Funny you should post to this tonight...just got back from Megaprize, Emerson Drive and the Wilkinsons were just fantastic.......

and Jeremy Smith keeps saying he plans on joining up here.

EDIT:
Gee, Rebecca...guess I should have thought of you for the 2 extra tickets I had when my friends cancelled...sorry. :-[


----------



## proudnurse (16 Nov 2007)

Bruce Monkhouse said:
			
		

> Funny you should post to this tonight...just got back from Megaprize, Emerson Drive and the Wilkinsons were just fantastic.......
> 
> and Jeremy Smith keeps saying he plans on joining up here.
> 
> ...



That would have been fabulous! Emerson Drive are one of my fave bands. Guess I'll have to listen to the radio station this morning and remember, Bruce forgot about me "sigh"

Glad you had a nice time, it wouldn't have worked for me to be able to go anyways so that's alright ;D

~Rebecca


----------



## Bruce Monkhouse (4 Oct 2008)

I'm working in Brampton until 1830 but I plan on being there if all goes according to plan.

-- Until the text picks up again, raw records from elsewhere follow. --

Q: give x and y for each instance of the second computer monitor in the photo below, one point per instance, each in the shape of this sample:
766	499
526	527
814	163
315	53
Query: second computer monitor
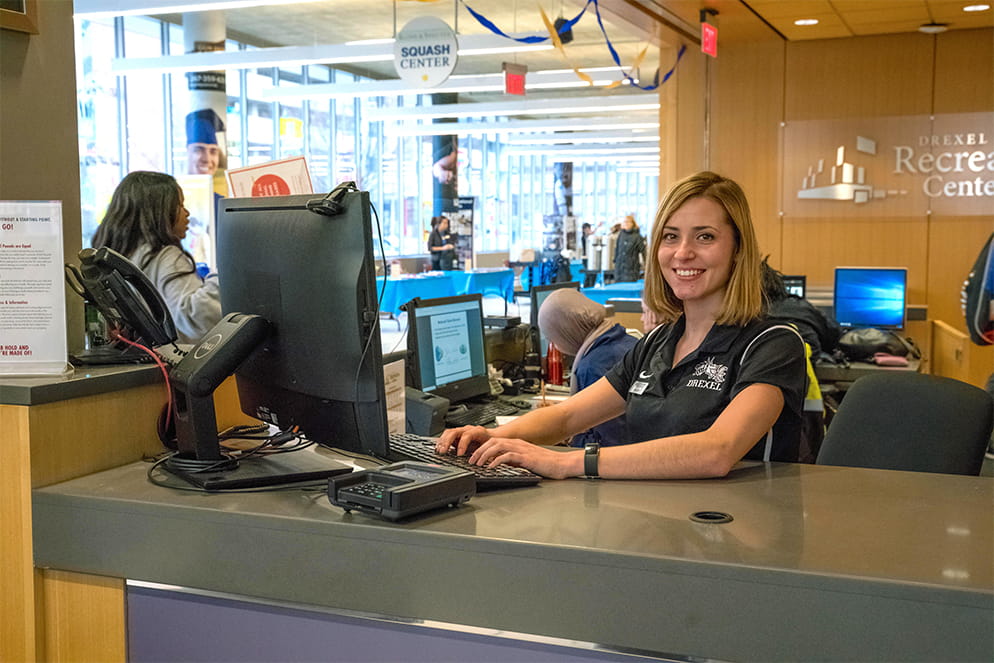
870	296
538	295
795	284
446	347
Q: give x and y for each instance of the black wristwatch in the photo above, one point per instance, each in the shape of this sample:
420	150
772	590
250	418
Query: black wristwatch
591	452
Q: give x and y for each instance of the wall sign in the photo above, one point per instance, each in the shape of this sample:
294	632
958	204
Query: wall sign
424	53
890	166
32	289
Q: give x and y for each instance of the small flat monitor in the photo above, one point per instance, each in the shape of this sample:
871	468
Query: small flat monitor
538	295
870	296
446	346
309	271
795	284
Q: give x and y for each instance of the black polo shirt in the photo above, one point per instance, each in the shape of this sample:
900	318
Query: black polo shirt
665	400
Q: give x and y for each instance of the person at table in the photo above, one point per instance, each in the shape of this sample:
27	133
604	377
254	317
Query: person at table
629	252
440	244
146	222
579	327
716	383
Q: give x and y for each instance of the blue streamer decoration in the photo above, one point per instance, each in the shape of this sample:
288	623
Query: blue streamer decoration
535	39
567	26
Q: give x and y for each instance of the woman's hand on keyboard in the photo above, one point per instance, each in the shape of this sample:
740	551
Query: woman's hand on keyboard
462	440
538	459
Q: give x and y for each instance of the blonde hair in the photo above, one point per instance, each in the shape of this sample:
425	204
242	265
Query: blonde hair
743	300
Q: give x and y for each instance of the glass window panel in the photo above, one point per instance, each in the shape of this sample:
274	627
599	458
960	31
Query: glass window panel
97	104
144	102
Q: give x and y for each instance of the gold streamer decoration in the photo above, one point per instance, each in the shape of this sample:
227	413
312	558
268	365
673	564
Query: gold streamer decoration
558	43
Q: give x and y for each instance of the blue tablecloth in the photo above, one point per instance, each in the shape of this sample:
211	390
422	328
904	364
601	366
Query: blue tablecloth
498	282
402	289
627	290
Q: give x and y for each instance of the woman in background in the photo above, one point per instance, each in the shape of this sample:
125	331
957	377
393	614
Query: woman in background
629	252
145	222
440	244
578	326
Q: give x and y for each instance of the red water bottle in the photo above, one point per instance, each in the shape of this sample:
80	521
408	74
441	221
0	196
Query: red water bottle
554	365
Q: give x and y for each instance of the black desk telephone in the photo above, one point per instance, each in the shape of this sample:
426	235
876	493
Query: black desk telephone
124	295
130	303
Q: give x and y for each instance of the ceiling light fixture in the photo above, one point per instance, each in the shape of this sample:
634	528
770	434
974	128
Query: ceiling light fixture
112	8
630	102
395	86
631	122
586	137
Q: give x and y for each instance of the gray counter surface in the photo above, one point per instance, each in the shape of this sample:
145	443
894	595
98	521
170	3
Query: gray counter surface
819	562
84	381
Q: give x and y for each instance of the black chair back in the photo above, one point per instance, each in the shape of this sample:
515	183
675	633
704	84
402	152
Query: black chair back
902	420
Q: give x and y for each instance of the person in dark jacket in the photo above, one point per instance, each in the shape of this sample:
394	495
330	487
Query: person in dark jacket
817	329
440	244
579	327
629	253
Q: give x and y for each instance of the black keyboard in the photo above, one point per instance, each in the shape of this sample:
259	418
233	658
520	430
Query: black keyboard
479	414
419	448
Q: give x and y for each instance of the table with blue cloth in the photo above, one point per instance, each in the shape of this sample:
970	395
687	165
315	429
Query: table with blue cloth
398	290
625	290
498	282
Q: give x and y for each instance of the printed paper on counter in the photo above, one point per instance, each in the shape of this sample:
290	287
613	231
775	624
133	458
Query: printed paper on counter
32	290
274	178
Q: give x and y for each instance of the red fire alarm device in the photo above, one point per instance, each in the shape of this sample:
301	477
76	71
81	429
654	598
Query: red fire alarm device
514	78
709	33
709	39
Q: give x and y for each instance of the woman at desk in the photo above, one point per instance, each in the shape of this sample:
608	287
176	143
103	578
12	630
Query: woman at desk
440	244
145	222
579	327
714	384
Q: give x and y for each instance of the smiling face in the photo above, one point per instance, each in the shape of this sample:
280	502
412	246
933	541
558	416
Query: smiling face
697	253
203	158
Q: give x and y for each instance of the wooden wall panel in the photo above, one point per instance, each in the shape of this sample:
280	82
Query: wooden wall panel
687	148
859	77
964	80
84	617
745	137
17	623
816	246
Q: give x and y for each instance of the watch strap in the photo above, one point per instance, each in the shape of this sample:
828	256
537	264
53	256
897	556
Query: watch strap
591	454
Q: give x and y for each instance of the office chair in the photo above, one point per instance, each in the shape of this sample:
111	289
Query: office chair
908	421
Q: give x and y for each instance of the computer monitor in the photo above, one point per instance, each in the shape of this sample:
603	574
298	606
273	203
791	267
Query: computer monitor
870	296
795	284
538	295
308	269
446	346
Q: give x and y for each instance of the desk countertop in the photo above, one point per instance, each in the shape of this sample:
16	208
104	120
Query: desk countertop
819	562
84	381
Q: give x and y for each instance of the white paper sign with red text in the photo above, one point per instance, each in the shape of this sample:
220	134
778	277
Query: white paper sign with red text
32	289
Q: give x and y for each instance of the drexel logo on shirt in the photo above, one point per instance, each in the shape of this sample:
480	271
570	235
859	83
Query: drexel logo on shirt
709	375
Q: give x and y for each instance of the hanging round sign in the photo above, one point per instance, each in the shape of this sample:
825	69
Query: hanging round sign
424	52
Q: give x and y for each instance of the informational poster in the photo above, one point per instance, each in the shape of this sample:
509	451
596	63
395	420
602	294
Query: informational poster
198	198
452	358
32	291
273	178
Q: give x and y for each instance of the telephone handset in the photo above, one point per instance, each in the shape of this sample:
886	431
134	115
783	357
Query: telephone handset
124	295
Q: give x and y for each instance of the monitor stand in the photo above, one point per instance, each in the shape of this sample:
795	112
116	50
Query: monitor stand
199	459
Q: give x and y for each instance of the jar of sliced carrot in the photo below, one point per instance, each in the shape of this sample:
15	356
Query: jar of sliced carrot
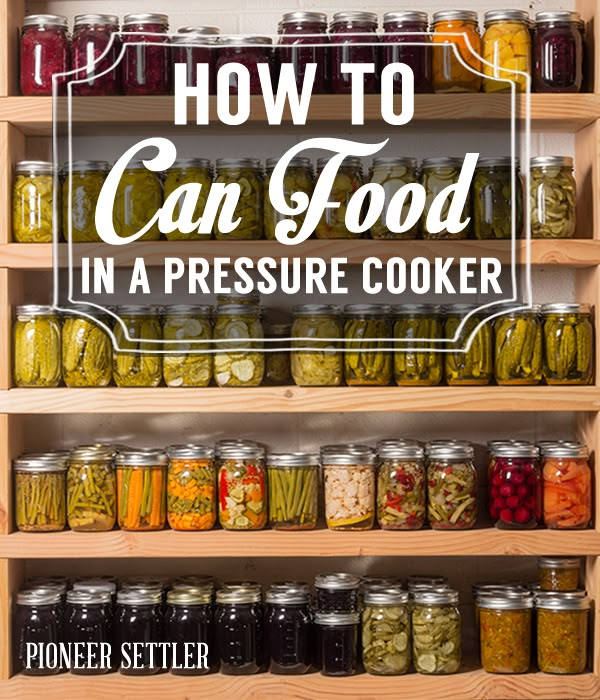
191	487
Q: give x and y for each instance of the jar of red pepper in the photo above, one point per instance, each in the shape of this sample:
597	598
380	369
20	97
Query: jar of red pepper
44	51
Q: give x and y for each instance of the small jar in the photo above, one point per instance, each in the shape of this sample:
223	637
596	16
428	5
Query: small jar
95	52
146	63
191	487
141	489
558	52
354	39
44	51
349	484
36	346
317	359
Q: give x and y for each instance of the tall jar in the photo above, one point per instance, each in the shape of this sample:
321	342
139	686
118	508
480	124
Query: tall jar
146	63
44	51
354	38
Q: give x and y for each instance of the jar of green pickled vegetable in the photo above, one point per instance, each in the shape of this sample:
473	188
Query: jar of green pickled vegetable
40	492
247	173
367	331
568	343
239	341
293	487
317	359
81	189
392	174
436	628
134	363
36	346
188	362
416	363
552	197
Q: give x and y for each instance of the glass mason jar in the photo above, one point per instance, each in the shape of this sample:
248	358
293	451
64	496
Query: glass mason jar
146	63
32	202
242	487
187	364
507	46
348	178
95	49
449	73
141	489
133	363
349	480
497	206
436	175
185	171
397	30
392	174
298	177
386	632
191	487
317	362
298	34
415	363
562	630
452	488
475	365
44	51
401	488
40	488
354	38
36	346
568	344
558	52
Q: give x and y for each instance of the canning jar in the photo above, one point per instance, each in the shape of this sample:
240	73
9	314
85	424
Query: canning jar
191	487
400	29
386	632
33	197
242	487
558	51
146	62
141	489
36	346
44	52
497	205
349	480
552	197
40	493
436	627
567	479
317	359
456	29
452	488
436	175
95	51
416	363
188	363
562	630
293	488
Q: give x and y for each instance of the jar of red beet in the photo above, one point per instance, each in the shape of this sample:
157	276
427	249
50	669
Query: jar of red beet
515	487
357	33
299	32
557	52
400	31
146	63
44	51
96	36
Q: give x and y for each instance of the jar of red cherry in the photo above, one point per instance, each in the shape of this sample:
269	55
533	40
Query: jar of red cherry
94	53
44	51
357	33
515	486
146	59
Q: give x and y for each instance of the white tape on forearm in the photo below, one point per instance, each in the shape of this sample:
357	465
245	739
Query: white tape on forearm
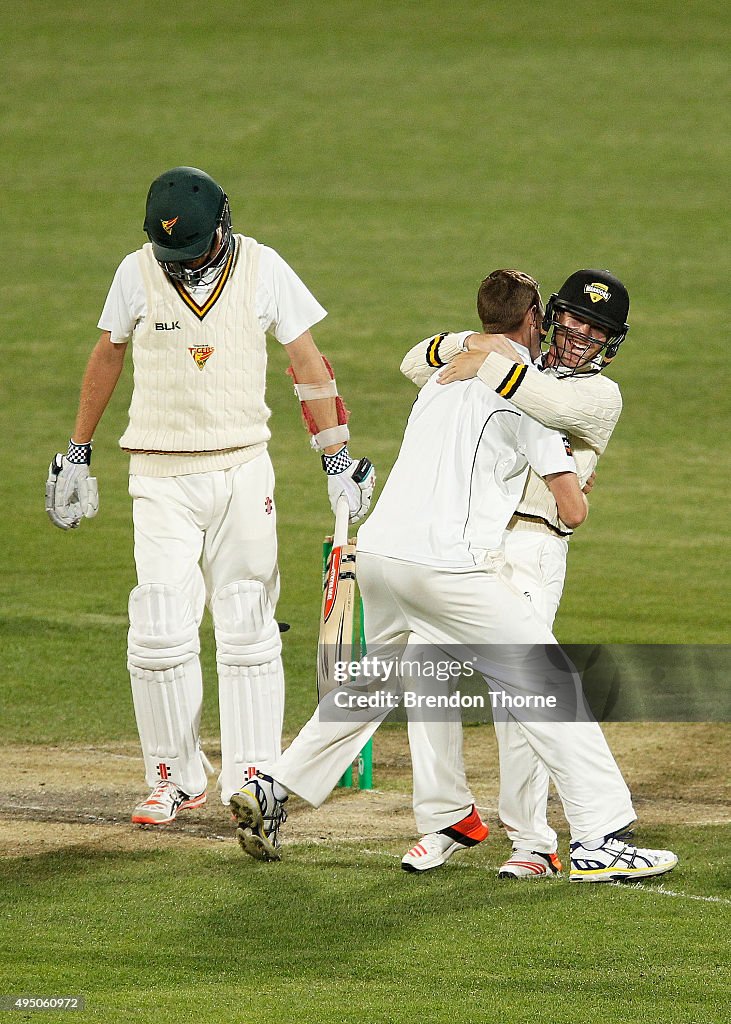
333	435
311	392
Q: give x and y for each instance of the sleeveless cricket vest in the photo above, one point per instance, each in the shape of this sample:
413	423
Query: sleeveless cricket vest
200	372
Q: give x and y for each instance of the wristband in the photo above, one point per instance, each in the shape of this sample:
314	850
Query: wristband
79	455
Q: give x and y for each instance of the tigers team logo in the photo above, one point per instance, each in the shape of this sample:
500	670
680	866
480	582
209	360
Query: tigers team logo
201	353
597	292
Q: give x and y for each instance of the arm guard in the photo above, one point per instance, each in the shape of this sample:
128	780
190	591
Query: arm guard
308	392
587	408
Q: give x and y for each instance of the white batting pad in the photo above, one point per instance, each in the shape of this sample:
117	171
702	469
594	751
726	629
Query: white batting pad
251	682
167	689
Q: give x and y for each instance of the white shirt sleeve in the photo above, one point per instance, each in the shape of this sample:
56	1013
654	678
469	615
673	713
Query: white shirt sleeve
126	304
587	407
285	306
547	451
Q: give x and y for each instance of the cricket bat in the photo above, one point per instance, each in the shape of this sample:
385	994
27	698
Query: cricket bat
336	622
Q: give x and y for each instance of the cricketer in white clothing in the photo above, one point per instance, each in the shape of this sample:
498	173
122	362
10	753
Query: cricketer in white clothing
196	302
535	546
429	565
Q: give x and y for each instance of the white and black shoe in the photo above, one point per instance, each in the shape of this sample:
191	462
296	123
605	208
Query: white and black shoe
163	804
530	864
259	814
614	860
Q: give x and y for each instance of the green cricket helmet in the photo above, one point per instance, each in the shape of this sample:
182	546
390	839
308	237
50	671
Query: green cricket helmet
595	297
184	210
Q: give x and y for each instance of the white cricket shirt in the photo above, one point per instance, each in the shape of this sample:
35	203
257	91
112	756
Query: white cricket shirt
459	476
285	306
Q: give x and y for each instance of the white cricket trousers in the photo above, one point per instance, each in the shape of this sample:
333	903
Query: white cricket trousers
536	567
213	538
405	601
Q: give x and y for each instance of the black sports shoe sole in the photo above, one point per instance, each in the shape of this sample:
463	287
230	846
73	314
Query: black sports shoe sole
248	814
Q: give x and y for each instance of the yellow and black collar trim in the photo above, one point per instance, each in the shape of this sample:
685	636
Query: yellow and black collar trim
510	384
433	350
210	302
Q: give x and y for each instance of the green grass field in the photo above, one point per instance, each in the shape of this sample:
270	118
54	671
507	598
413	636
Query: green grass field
394	154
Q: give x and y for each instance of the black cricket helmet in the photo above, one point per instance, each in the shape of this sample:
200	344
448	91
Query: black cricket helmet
184	209
596	297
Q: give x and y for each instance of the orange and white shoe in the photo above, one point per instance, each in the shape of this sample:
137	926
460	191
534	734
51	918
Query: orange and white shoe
530	864
163	804
436	848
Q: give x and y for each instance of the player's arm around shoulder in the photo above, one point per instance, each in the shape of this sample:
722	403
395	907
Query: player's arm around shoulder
570	500
422	361
587	407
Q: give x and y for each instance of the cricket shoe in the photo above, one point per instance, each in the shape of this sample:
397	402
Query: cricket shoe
615	860
530	864
436	848
163	805
259	814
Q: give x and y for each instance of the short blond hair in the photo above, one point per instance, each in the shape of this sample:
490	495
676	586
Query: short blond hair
504	299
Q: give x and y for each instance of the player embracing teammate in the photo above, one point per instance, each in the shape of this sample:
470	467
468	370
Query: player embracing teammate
431	570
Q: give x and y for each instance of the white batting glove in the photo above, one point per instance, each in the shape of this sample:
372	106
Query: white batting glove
354	479
71	494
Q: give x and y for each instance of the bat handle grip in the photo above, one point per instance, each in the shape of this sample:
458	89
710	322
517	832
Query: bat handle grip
342	518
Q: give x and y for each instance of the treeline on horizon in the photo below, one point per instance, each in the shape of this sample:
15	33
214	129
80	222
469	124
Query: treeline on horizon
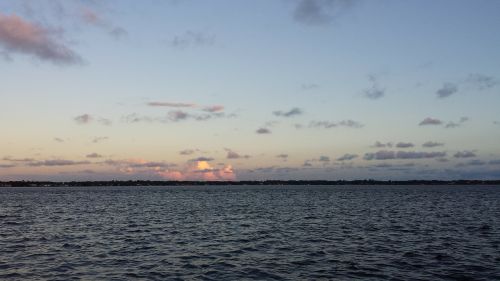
264	182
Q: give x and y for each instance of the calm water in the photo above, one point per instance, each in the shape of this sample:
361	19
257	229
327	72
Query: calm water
244	233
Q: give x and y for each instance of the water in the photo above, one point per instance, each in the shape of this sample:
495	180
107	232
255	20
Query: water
250	233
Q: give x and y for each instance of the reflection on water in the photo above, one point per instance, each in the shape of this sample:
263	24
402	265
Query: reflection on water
261	233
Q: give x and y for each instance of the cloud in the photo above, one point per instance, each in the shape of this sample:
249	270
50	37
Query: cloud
482	82
284	157
452	124
262	131
178	115
465	154
347	157
171	104
204	159
292	112
83	119
404	144
447	90
92	17
214	108
329	124
374	92
378	144
99	139
57	162
233	155
318	12
93	155
191	39
474	162
323	158
187	151
389	155
430	121
20	36
432	144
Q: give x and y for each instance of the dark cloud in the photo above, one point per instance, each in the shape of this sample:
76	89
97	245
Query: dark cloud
93	155
20	36
430	121
292	112
482	82
432	144
191	39
388	155
282	156
347	157
474	162
447	90
262	131
318	12
329	124
465	154
404	144
57	162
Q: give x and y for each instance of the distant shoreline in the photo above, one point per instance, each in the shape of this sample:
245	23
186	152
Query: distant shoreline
236	183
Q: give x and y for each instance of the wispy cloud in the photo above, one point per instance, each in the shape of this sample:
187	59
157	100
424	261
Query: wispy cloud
20	36
292	112
389	154
432	144
465	154
192	38
482	82
430	121
375	91
234	155
318	12
262	131
83	119
57	162
93	155
404	144
447	90
171	104
329	124
347	157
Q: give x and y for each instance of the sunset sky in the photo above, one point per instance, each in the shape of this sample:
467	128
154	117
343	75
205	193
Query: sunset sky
249	90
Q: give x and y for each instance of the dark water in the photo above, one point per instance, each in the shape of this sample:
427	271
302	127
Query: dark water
244	233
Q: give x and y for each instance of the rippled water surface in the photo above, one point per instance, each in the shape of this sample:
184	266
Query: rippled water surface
244	233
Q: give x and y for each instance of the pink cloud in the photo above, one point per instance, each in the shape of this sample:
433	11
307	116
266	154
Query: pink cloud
20	36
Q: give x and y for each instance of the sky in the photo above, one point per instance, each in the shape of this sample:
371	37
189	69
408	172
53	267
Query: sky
249	90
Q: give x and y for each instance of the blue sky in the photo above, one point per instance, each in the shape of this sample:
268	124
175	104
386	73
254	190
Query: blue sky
281	89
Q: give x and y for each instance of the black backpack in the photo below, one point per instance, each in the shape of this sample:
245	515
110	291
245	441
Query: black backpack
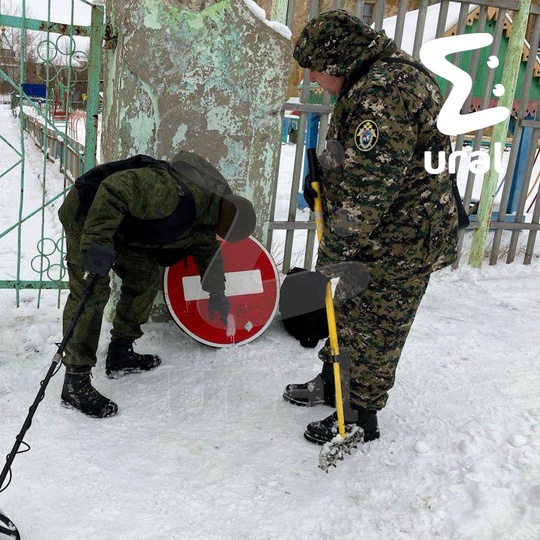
302	306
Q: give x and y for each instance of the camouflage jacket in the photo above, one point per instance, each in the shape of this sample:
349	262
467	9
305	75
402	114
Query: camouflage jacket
381	206
152	193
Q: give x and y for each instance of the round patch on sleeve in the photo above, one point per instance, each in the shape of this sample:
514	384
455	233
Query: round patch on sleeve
366	135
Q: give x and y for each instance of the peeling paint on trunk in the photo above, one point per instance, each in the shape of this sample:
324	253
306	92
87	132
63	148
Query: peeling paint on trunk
201	76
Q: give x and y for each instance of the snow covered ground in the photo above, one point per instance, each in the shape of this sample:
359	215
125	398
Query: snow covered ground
204	447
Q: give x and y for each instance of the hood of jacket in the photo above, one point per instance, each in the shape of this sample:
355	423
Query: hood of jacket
337	43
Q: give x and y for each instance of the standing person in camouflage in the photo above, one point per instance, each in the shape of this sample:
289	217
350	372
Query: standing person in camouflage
153	214
381	207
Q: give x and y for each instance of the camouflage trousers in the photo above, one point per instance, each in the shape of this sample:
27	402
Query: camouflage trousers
140	276
372	329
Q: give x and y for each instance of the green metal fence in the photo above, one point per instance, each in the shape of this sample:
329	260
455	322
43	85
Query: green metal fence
52	56
509	230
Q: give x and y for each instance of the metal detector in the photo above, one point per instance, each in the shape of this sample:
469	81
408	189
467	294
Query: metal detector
98	262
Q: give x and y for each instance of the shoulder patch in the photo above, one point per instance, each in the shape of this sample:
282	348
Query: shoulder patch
366	135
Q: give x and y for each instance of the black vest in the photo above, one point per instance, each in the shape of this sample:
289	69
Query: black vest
153	232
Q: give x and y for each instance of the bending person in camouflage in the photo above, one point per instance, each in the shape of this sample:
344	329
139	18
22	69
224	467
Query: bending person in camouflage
381	207
153	214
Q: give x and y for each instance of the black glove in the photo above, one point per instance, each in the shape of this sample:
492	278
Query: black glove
99	259
309	192
220	303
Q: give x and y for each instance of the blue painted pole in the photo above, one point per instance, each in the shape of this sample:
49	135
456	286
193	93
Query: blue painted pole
525	146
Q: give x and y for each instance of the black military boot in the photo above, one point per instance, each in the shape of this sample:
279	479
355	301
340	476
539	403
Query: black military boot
315	392
324	431
122	359
79	393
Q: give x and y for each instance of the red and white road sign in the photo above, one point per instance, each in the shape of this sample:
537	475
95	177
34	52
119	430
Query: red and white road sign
252	287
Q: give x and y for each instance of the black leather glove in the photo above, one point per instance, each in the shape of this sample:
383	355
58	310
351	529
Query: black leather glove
99	259
309	191
220	303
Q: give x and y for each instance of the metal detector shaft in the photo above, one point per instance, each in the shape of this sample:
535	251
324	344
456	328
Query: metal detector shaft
330	314
57	359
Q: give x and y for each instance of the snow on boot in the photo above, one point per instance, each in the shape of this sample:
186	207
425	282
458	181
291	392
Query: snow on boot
314	392
79	394
323	431
122	359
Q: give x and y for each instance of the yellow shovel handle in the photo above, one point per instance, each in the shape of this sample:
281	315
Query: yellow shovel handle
331	317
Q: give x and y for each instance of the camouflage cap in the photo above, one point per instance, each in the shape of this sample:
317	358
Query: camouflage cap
330	42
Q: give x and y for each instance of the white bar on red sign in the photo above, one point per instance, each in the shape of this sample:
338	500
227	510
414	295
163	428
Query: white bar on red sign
236	284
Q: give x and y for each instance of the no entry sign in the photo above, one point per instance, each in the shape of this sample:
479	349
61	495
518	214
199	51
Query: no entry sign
252	287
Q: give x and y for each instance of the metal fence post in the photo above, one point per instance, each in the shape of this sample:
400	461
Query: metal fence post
509	81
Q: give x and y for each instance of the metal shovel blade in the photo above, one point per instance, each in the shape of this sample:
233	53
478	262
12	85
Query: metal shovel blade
336	449
8	531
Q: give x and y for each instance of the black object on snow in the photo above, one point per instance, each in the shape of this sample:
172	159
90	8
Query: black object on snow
302	306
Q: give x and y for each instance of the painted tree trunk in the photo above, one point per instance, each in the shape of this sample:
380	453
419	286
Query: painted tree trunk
201	76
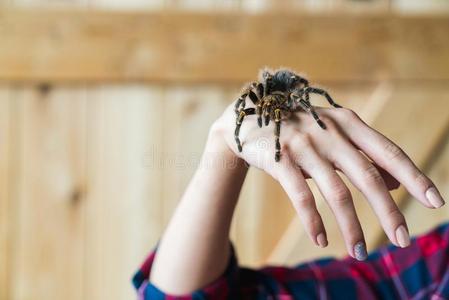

I'm easy to spot,.....I'll have on my favourite Don Johnson jacket. :king:


Red Friday Rally
When: October 24, 2008 
Where: 

Families of Canadian Soldiers In Afghanistan will be holding their 3rd annual Red Friday Rally on Friday October 24 from 7 pm to 8 pm at the Waterloo Cenotaph on Regina St. (beside the Waterloo City Hall).  A charity BBQ with all funds raised going to the KW Poppy Fund.  For more information please call 519-884-2723

PS: On 570 News they said it would be 7-9, not just until 8:00.


----------



## leroi (4 Oct 2008)

I'm going! I'm off that day.
Thanks for posting this Bruce.


----------



## Rocketryan (5 Oct 2008)

I'm not on BMQ that weekend so if I can get a ride there I'll definitely go


----------